Сердце Турткоза чуть не разорвалось. Он залаял и бросился навстречу отаре, надеясь, что впереди, чуть сбоку рогатого важного козла, как всегда, следует его мама, Алапар. Но её там не оказалось. Турткоза встретили его двоюродные братья — Арслан и Каплан. Они его узнали сразу, драк устраивать не стали.
Но где же всё-таки мама? Быть может, она вернулась домой раньше отары?
Турткоз побежал к дому, из трубы которого валил густой дым. У калитки стоял коренастый, чернявый, улыбающийся мальчик. Он с изумлением смотрел на вдруг появившегося перед ним Турткоза. Карабай даже рот разинул — до того не поверил своим глазам. Потом он вскрикнул:
— Турткоз, ты ли это, старина?! Откуда ты появился, неужто сбежал от этого проклятого мясника?! Ну и молодчина ты!..
Турткоз залаял громко, раскатисто, радостно («Да, да, это я — твой Турткоз, твой старина!»), прыгнул вперёд, положил передние лапы на плечи своего самого дорогого человека. Карабай тоже крепко обнял пса. Турткоз облизал мальчику обе щеки, руки, потом взвизгнул («Подожди, родной, мы с тобой ещё поговорим, я только проведаю маму!»), отбежал, оглядываясь по сторонам. Ему не терпелось увидеть маму, по которой он так скучал, но которой почему-то нигде не видно…

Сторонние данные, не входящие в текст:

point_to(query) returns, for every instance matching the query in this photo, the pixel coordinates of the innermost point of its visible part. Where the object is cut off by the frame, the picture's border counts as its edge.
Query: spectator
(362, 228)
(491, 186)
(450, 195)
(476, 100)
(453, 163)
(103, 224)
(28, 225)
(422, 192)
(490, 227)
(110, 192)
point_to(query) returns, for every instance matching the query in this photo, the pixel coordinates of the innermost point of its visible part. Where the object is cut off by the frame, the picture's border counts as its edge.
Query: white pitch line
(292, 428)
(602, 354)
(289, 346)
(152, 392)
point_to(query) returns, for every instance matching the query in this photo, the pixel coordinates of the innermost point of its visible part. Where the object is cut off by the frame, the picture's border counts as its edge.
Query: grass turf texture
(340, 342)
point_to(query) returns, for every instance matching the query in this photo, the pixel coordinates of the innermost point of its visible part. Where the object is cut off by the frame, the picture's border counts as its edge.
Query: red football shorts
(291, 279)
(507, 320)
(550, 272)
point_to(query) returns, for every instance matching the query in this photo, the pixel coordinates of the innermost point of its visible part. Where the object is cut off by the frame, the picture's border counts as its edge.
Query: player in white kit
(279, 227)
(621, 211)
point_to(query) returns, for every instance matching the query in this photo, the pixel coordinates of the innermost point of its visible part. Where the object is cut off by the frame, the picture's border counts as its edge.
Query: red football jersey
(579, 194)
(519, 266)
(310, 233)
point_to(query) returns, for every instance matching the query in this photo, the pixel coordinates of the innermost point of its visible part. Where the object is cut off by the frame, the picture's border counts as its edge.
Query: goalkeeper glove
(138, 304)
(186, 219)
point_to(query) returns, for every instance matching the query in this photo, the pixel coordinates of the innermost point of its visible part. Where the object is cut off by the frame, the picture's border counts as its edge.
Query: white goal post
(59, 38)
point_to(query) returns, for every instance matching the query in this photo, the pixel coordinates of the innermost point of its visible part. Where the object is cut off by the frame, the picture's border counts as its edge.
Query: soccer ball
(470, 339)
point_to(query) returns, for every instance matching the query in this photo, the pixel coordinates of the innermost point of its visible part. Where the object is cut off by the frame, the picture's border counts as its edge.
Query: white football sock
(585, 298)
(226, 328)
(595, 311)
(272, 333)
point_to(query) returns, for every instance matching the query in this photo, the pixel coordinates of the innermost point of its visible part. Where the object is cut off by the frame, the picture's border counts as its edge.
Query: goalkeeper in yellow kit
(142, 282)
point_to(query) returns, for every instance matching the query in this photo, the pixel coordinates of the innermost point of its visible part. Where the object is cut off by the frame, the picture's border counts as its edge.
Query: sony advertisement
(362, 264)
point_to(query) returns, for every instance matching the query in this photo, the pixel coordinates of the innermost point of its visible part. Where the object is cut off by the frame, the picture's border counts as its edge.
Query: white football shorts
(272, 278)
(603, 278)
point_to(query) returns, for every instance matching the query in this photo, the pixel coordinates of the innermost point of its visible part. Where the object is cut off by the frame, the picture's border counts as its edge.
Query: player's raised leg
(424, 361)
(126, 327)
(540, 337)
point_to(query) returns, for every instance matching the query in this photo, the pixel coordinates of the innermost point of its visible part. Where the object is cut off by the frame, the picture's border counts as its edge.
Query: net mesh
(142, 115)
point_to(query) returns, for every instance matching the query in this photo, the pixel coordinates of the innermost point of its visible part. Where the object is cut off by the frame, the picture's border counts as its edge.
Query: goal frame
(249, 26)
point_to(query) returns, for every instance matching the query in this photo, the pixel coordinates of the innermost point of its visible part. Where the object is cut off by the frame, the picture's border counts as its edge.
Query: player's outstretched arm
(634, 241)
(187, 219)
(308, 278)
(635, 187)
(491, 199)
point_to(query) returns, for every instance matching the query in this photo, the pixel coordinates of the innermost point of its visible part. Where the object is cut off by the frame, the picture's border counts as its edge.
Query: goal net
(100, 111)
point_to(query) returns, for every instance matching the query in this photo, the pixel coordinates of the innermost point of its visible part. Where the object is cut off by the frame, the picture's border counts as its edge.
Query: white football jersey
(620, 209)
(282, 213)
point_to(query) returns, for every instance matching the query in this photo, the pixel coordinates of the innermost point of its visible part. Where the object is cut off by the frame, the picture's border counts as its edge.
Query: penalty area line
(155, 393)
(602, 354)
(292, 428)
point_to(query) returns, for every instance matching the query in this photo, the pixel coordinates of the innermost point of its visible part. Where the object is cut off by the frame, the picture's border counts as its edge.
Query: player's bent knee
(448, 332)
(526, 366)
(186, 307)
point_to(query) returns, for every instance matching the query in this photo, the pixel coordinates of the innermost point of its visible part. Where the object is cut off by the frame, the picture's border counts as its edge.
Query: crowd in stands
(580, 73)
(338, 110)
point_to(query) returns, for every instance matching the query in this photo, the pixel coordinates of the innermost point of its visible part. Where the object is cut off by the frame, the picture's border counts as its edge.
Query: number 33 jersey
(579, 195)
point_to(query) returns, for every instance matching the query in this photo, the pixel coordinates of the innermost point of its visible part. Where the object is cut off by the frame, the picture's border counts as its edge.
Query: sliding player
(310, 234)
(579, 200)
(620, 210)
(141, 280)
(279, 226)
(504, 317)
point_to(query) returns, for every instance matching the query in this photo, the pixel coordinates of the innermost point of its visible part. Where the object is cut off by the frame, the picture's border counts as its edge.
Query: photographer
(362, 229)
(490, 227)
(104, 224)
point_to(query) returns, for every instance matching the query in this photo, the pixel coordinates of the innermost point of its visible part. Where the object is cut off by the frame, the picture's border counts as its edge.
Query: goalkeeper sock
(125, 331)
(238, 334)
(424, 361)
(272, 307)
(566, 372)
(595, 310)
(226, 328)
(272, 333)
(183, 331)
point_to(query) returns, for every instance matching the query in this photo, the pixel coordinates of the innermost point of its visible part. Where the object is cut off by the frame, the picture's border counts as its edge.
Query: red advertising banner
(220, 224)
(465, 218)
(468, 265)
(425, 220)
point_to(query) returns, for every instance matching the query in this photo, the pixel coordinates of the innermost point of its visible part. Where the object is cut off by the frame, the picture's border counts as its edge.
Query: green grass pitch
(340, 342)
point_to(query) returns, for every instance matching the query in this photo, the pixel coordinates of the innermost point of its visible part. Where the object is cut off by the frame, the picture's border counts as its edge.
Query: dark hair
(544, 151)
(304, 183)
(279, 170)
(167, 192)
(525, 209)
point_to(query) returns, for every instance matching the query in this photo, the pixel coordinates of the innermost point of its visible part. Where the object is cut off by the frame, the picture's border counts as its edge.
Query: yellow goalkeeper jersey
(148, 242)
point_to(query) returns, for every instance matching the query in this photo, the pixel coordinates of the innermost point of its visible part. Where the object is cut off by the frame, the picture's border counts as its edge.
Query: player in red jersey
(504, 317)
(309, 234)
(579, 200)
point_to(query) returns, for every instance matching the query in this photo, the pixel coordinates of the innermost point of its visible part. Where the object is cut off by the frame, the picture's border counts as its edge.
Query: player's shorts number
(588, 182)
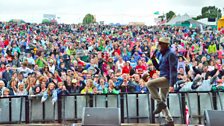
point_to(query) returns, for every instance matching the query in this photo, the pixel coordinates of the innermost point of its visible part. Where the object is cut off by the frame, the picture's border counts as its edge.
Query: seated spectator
(50, 92)
(111, 88)
(6, 93)
(88, 88)
(21, 90)
(74, 87)
(126, 68)
(61, 90)
(219, 86)
(102, 87)
(2, 87)
(127, 86)
(141, 88)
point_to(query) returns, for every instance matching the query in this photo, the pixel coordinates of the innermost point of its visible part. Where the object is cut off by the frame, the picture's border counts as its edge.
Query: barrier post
(122, 107)
(27, 108)
(59, 109)
(183, 104)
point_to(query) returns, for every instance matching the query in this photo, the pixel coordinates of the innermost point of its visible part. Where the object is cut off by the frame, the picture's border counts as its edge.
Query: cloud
(123, 11)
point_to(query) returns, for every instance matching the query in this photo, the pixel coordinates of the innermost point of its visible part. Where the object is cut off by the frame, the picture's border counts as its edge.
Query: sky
(109, 11)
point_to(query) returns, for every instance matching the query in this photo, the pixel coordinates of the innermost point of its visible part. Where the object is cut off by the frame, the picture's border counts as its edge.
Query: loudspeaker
(213, 118)
(101, 116)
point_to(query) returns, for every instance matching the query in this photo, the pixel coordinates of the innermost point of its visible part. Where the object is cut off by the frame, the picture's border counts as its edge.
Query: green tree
(89, 18)
(170, 15)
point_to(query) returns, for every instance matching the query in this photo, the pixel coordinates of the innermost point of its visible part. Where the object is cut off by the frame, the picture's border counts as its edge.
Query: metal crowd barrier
(134, 107)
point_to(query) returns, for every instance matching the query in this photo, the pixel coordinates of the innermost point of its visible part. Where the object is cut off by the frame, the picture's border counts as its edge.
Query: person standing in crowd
(168, 77)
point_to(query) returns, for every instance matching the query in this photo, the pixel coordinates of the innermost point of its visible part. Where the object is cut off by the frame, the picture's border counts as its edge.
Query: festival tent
(178, 18)
(205, 21)
(221, 23)
(189, 23)
(46, 21)
(19, 21)
(184, 21)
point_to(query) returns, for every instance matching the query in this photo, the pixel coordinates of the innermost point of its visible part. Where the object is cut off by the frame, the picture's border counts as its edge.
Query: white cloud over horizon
(110, 11)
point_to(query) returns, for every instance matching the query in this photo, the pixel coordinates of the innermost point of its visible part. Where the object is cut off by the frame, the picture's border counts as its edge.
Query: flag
(187, 115)
(156, 13)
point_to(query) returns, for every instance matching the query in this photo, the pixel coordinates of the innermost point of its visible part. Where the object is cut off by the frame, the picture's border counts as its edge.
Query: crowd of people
(58, 59)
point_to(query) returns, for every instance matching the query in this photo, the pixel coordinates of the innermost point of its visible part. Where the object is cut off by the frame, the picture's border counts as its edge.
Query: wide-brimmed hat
(165, 40)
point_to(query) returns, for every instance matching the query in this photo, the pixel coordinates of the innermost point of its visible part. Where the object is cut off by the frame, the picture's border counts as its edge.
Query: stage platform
(79, 124)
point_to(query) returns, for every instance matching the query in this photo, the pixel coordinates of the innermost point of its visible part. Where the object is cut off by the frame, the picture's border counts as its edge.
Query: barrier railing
(134, 107)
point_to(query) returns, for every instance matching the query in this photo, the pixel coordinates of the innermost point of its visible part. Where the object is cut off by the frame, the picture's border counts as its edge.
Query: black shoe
(160, 107)
(168, 124)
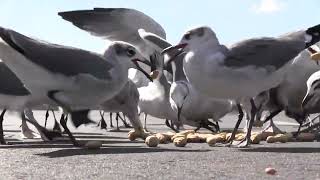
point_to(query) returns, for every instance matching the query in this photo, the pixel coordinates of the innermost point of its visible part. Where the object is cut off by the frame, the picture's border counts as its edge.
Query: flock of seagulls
(195, 83)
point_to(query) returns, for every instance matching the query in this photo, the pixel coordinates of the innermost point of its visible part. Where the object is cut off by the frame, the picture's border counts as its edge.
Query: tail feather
(314, 32)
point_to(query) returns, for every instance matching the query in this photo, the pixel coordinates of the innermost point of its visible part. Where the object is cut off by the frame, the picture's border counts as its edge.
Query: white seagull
(293, 85)
(118, 24)
(184, 99)
(242, 71)
(15, 97)
(75, 79)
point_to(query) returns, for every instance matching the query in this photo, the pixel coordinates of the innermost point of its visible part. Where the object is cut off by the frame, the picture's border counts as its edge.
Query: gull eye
(200, 32)
(131, 52)
(187, 36)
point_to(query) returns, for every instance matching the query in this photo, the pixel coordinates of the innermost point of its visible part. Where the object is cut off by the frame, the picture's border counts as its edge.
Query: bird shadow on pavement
(283, 149)
(55, 144)
(111, 150)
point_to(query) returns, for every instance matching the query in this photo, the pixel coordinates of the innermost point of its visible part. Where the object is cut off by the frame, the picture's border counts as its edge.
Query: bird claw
(244, 143)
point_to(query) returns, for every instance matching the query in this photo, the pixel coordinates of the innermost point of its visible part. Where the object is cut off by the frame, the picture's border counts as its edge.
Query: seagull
(44, 69)
(293, 85)
(183, 97)
(126, 101)
(243, 70)
(311, 101)
(154, 98)
(15, 97)
(119, 24)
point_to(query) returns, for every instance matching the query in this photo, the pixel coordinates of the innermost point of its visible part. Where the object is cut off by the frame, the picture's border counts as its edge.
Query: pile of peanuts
(190, 136)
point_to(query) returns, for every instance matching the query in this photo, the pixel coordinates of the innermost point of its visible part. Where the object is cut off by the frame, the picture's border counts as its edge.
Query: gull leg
(246, 142)
(171, 126)
(124, 121)
(240, 117)
(117, 121)
(111, 125)
(2, 141)
(216, 126)
(145, 122)
(46, 120)
(56, 126)
(27, 133)
(45, 134)
(63, 122)
(272, 128)
(102, 124)
(273, 114)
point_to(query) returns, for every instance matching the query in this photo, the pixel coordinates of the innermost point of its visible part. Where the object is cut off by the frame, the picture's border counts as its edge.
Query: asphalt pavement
(120, 158)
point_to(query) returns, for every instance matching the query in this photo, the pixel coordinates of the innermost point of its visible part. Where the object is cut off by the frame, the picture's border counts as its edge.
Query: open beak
(174, 51)
(179, 113)
(306, 100)
(135, 61)
(154, 74)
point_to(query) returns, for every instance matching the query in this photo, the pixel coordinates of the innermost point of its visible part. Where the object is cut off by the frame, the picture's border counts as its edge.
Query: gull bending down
(242, 71)
(44, 69)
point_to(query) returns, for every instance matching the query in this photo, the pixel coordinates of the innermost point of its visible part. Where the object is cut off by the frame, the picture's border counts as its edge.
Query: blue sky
(232, 20)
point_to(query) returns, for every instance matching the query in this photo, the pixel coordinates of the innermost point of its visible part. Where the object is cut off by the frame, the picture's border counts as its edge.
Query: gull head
(197, 38)
(127, 55)
(313, 91)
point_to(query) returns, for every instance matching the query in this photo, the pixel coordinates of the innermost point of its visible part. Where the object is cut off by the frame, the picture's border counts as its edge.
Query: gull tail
(314, 32)
(80, 117)
(7, 38)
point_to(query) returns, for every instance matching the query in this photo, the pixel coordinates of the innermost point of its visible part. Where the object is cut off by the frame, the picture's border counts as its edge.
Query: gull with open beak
(242, 71)
(75, 79)
(184, 99)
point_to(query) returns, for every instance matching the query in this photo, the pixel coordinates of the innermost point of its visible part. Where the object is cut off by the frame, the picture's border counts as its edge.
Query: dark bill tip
(177, 47)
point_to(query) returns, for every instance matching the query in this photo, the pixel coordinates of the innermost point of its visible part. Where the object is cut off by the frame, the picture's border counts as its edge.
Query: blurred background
(233, 20)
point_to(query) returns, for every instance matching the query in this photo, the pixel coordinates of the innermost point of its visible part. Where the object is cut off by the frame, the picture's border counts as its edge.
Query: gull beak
(174, 51)
(154, 74)
(314, 54)
(135, 62)
(172, 48)
(306, 100)
(179, 113)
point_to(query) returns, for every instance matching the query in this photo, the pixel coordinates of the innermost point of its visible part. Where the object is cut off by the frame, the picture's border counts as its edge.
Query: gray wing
(263, 52)
(115, 24)
(10, 84)
(159, 43)
(56, 58)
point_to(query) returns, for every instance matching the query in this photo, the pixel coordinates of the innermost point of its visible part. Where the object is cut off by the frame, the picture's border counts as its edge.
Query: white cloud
(269, 6)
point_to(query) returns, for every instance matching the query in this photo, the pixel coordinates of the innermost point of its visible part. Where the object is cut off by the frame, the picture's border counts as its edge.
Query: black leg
(216, 126)
(102, 124)
(63, 123)
(171, 126)
(50, 135)
(47, 116)
(56, 127)
(145, 121)
(117, 121)
(111, 125)
(299, 129)
(273, 114)
(240, 116)
(124, 121)
(247, 139)
(2, 141)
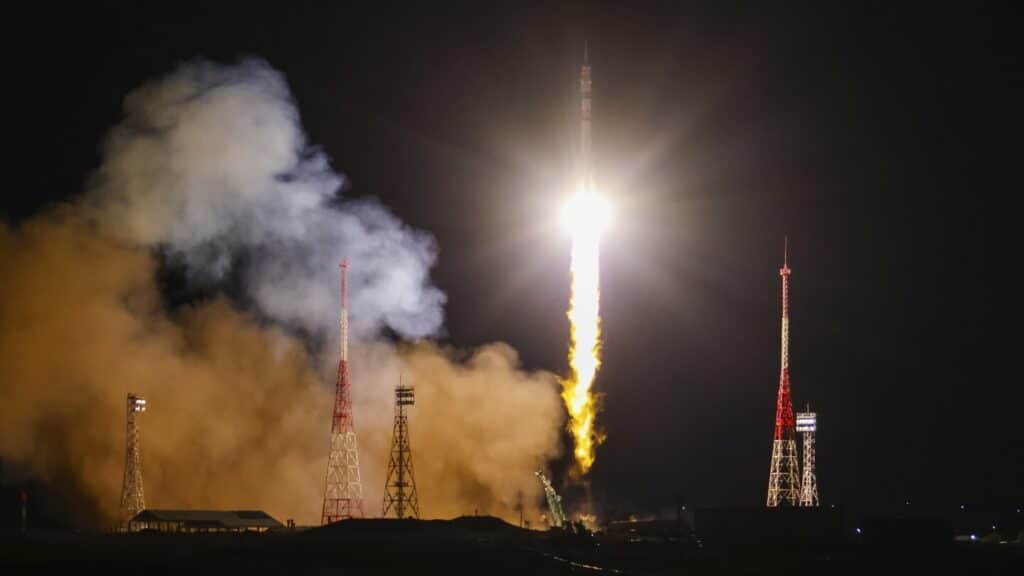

В это время к калитке приблизился старый чабан — отец Карабая. Он вёл на поводу понурого ослика. Турткоз не присматривался внимательно, но краешком глаза успел заметить: чабан снял с ослика что-то, бережно опустил на землю. И вдруг какое-то недоброе чувство кольнуло сердце Турткоза. Он и сам не понял, как очутился возле старого хозяина. На земле лежала завёрнутая в рогожу мама Алапар. Она тяжело, с хрипом дышала и была вся в крови. Алапар, может, узнала сына, рванулась к нему, но тут же бессильно уронила голову…
Турткоз яростно залаял, кидаясь к ней. Из глаз его покатились крупные капли слёз.
Алапар молчала. Турткоз лизал ей морду, глаза, лапы, лоб, жалобно скулил…
Отец Карабая, мужественный человек, повидавший в жизни всякое, стоял, опершись на тяжёлую суковатую палку, молча следил за невесть откуда появившимся Турткозом, а глаза тоже повлажнели…
— Свиделись, называется… — проговорил он с горечью. — Смотри, как скулит бедняга, совсем будто человек. Ну, погоди, серый, ты у меня ещё поплатишься!
Турткоз тоже сразу понял, кто виноват в смерти Алапар, едва увидел её со вспоротым животом. Это, конечно же, дело отъявленного врага овец и пастушьих собак — волка…
Турткоз всю ночь не находил себе места. Кружил вокруг загона для овец, обнюхивал места, где ходила, лежала мама Алапар. Он и раньше не любил волков. А теперь его ненависти не было конца.
Не в силах побороть тоску и бессильную ярость, Турткоз несколько ночей подряд выл на луну. Никто ему не мешал. Все понимали глубину его горя.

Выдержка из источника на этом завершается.